MORE of China's urban households expect inflation to pick up in the fourth quarter and nearly half of respondents in a recent survey deemed current price levels "unacceptable," the central bank said yesterday.

About 61 percent of the 20,000 households in 50 cities all over the country said they expect consumer prices to continue to rise towards the year's end, the People's Bank of China said in its quarterly survey on its Website.

The ratio, a record, was 11.1 percentage points higher than a quarter earlier, according to the central bank.

China's consumer price index swelled 6.5 percent in August, the fastest monthly growth in a decade. The survey also said that 47.1 percent of the households believed that "the current price is too high to be accepted," a rate that compared with 25.9 percent in the first quarter and 29.5 percent in the second.

Only 3.5 percent of the respondents in the survey noted that the consumer price is "satisfactory" for the third quarter, down respectively 4.9 and 7.5 percentage points from the second quarter and the same period last year.

In addition, the survey found that 44.3 percent of the households believed the best choice to manage income now is to buy stocks or funds, compared with 25.3 percent favoring bank savings.

Meanwhile, the ratio of the households that hope to buy apartments within three months rose for the first time in eight quarters by growing 0.2 percentage point from a quarter earlier to 16 percent, the survey said.

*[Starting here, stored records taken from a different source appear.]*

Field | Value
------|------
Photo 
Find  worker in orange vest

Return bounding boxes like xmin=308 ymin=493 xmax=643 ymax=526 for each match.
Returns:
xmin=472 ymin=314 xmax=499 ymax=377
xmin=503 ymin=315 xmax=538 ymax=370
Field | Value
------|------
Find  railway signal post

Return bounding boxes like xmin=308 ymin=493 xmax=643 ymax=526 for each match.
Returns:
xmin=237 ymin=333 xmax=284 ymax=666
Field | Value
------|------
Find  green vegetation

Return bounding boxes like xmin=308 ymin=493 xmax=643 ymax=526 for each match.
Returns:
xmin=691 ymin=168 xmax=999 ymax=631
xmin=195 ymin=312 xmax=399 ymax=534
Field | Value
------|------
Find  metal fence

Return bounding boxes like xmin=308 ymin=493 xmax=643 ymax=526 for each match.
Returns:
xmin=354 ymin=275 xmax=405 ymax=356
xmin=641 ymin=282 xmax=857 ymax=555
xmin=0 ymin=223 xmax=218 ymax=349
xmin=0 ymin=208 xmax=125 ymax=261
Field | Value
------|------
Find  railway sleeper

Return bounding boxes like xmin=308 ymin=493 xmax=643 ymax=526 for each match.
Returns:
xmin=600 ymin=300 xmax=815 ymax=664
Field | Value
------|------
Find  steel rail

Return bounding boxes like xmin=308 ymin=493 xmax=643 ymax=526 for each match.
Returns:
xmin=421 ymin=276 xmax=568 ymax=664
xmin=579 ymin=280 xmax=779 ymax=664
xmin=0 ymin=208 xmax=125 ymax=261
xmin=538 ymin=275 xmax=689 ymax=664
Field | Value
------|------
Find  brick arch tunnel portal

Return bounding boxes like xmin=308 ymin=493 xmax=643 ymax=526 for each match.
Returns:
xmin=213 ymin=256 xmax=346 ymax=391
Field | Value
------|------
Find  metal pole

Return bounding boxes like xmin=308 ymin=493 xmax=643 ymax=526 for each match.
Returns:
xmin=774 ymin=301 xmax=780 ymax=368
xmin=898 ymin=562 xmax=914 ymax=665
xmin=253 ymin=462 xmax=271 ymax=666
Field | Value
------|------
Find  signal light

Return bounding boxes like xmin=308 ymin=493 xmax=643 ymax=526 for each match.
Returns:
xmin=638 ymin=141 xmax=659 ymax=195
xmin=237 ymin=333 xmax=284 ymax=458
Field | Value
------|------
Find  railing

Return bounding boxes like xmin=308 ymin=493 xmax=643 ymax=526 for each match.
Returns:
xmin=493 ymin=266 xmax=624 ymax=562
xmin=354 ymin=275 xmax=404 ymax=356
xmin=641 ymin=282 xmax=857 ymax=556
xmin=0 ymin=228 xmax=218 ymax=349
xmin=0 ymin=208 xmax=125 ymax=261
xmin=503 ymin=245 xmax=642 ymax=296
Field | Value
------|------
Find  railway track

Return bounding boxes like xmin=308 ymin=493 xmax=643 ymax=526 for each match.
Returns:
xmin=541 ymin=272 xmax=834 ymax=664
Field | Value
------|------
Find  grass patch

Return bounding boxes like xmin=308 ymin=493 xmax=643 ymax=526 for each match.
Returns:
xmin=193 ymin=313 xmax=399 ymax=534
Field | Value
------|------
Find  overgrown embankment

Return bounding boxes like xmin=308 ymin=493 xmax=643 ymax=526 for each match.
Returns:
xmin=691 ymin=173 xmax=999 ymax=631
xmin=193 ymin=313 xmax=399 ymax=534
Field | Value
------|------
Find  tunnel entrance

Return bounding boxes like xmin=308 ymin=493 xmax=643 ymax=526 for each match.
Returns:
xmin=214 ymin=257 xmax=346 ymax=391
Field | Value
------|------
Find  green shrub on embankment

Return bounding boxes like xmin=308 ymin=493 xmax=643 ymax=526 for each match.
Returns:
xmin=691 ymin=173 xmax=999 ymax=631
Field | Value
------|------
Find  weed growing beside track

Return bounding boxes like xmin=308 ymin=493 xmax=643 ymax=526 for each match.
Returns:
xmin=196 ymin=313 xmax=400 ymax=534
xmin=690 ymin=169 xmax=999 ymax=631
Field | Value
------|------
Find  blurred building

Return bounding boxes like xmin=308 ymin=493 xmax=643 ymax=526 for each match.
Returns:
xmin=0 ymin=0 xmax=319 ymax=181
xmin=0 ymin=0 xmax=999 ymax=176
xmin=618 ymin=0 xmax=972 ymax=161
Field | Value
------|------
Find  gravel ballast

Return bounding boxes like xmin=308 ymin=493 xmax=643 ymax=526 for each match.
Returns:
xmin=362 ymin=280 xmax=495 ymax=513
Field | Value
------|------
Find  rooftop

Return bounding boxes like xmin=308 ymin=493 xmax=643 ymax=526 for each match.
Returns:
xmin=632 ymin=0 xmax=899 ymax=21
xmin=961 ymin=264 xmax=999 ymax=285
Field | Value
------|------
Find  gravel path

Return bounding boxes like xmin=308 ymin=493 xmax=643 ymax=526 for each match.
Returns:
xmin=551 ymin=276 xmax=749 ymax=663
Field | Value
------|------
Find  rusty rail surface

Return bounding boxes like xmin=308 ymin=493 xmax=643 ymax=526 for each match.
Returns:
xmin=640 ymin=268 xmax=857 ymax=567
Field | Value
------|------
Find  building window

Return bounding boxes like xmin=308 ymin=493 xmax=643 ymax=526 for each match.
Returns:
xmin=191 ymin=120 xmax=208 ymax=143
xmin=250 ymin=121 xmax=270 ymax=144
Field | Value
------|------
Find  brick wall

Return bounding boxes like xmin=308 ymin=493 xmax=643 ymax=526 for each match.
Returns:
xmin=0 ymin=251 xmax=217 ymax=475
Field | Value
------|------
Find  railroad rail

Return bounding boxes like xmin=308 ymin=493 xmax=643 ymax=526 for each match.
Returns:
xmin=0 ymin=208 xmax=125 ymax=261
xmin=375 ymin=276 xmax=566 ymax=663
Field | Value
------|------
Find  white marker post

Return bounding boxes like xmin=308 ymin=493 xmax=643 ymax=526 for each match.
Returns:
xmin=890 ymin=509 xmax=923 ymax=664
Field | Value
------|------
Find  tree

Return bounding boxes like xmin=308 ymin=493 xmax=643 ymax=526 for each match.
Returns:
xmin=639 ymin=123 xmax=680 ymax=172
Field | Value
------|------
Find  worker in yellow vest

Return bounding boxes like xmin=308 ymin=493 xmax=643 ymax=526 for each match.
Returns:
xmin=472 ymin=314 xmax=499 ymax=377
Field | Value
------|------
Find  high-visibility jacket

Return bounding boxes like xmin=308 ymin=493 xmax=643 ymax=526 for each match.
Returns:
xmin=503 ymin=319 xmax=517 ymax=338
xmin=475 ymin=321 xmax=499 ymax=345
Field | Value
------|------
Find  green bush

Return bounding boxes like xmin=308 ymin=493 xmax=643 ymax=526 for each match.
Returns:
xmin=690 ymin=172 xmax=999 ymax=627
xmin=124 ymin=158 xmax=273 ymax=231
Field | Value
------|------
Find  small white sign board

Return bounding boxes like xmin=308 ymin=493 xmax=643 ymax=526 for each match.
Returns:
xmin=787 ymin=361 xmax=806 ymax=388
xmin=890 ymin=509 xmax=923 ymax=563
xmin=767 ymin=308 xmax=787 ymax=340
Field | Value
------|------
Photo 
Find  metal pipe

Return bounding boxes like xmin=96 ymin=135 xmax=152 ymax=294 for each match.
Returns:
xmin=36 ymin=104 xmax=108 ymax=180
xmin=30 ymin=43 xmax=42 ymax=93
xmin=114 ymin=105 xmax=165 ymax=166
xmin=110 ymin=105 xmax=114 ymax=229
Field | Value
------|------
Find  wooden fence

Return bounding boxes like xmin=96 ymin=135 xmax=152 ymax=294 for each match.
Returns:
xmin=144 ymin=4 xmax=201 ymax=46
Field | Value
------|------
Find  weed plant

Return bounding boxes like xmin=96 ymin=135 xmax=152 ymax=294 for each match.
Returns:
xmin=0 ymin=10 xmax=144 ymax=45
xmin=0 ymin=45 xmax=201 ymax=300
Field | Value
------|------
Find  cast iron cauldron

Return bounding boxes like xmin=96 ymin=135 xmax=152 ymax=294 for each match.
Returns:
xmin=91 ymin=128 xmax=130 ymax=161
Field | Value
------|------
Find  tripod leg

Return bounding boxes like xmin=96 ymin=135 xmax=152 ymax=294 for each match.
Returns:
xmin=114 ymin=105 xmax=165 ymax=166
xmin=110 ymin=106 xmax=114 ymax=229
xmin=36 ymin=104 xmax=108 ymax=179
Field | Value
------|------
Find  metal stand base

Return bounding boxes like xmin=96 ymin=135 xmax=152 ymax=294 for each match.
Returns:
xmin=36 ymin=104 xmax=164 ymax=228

In a separate survey among enterprises, the central bank said it found confidence among corporate executives posted the biggest drop on record in the third quarter over jitters that the economy may overheat.

The survey, which covered 5,635 companies nationwide, showed that entrepreneurs' confidence dropped 6.4 percentage points from a quarter earlier to 77 percent.

The decline was mainly due to "an obvious increase in worries among entrepreneurs over economic overheating," the central bank said.